Pulling milk from a cow might be a way to make a dollar, but it can't match the thrill of training a big racetrack winner.
It's more than 30 years since Keith Opie came to that realisation.
He was reminded of it when Indikator flashed across the line, an impressive winner of Saturday's $70,000 Platinum Homes Rotorua Cup.
After serving his apprenticeship with Dave O'Sullivan, Keith Opie became one of New Zealand's most talented jumps jockeys for a couple of years, but gave it away because he married young and started a family.
He decided that sending 500kg thoroughbreds through large obstacles at speed was an unacceptable risk for a wife and young daughter to endure.
"So I went milking cows instead," he said after taking two horses to Rotorua at the weekend and winning with both.
He had five years of turning grass into milk before the lure of the horse proved too great.
He started training at Te Aroha and it wasn't long before a showy chestnut stallion arrived in his stable and, as So Dandy, won Opie the group one Railway.
"I think he ended up winning 15 races, most of them at the top level. He was always an under-rated horse."
Through three decades Keith Opie has maintained a low profile, but his record as a talented horseman is not missed by too many in the industry.
Saturday is not an isolated case of his strike rate being impressive.
His second winner, Bilpin Boy is now unbeaten in two appearances and looks destined for high honours.
But he'll have a fair way to go to catch up on Indikator, who, as a rising 7-year-old, is only just reaching his best form and could be on the verge of some really good paydays.
Some horses can look a little one-paced when young simply because they don't have the strength to propel their bodies at high speed.
Age can correct that in some and Indikator is one of those. The sprint he can now produce late in his races, evident in winning runs at Tauranga and on Saturday, is now very stylish.
It was a different story when Opie first took Indikator to the barrier trials at Te Awamutu, appropriately with Reese Jones, Saturday's winning jockey, on his back.
"I remember telling Reese that I thought an awful lot of the horse and not to show him up too much because we were keen to have a few dollars on him when he went to the races."
Things didn't quite go to plan, or perhaps too well - Indikator finished 50m behind the second-last horse in the trial.

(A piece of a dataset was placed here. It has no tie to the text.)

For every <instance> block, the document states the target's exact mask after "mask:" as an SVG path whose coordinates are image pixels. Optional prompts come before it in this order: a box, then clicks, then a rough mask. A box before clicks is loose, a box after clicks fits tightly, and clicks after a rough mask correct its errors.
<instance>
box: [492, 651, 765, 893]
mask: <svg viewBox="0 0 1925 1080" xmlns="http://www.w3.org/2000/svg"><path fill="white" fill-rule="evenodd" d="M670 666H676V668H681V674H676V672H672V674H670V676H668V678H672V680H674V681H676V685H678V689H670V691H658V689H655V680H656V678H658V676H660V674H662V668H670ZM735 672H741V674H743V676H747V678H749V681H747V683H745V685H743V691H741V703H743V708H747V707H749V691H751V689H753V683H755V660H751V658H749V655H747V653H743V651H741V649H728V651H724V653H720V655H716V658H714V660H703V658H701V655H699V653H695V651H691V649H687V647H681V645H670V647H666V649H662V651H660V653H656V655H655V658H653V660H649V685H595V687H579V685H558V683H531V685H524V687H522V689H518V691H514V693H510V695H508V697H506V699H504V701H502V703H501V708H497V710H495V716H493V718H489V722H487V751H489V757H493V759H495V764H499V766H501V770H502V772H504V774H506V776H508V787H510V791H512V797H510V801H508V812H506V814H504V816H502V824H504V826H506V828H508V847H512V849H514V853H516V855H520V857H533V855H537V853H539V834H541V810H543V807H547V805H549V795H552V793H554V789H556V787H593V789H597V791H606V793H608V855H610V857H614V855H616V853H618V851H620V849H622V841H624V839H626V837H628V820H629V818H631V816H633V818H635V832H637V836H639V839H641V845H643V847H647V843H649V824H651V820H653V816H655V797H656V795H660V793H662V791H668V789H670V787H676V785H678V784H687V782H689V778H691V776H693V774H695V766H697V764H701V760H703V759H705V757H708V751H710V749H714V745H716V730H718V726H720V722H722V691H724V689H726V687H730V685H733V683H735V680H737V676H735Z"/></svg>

"I said to Reese when he came back in: 'Jeez, how bad a judge am I?'
"I couldn't believe it."
Undeterred, Opie took Indikator back to the barrier trials and the horse won easily.
"Harry [Noel Harris] usually rides our horses and he was on when we took the horse to the races the first time in a midweek maiden at Paeroa.
"I told Harry that I thought the horse was special and that we'd had a bet.
"He was clear last at the 800m in a 1150m race and he won by three-quarters of a length with his head on his chest.
"Harry came in and said you've definitely got something special."
It has taken a lot of patience by Opie and owner Peter Setchell to develop a lightly-framed Indikator through to the mature horse he has suddenly become, and that course is starting to pay off handsomely.
The A$300,000 Brisbane Cup (2400m) on June 12 is now looming large.
"I had two plans, one to take him to Sydney for the off-carnival staying races and the other for the Brisbane Cup and after this win he deserves a crack at the Brisbane Cup," said Opie.
Setchell has scaled his Wellfield Stud operation back considerably in recent years and is now enjoying the racing element as much, or more, than simply breeding, although he has raced some high-class horses through the years, Society Bay being one of them.
Opie was pleased Reese Jones was the winning rider.
"I couldn't get a rider for Indikator in the Easter at Ellerslie and Reese agreed to ride him and to make the 53kg handicap. That's below his comfort zone.
"I decided not to run the horse after all that and I could hardly not offer this ride to Reese as a result."
Jones had Indikator in the driver's seat throughout and brought him along with a beautifully-timed run.
Tinseltown fought back well, but Indikator was too quick over the final 100m. Chettak just beat Vickezzchardonnay for third.
ROTORUA CUP
* Keith Opie is not disappointed he found the lure of the thoroughbred too difficult to resist.
* The former raceday rider milked cows for five years, but missed the raceday excitement ....
* ... like winning Saturday's $70,000 Rotorua Cup with Indikator.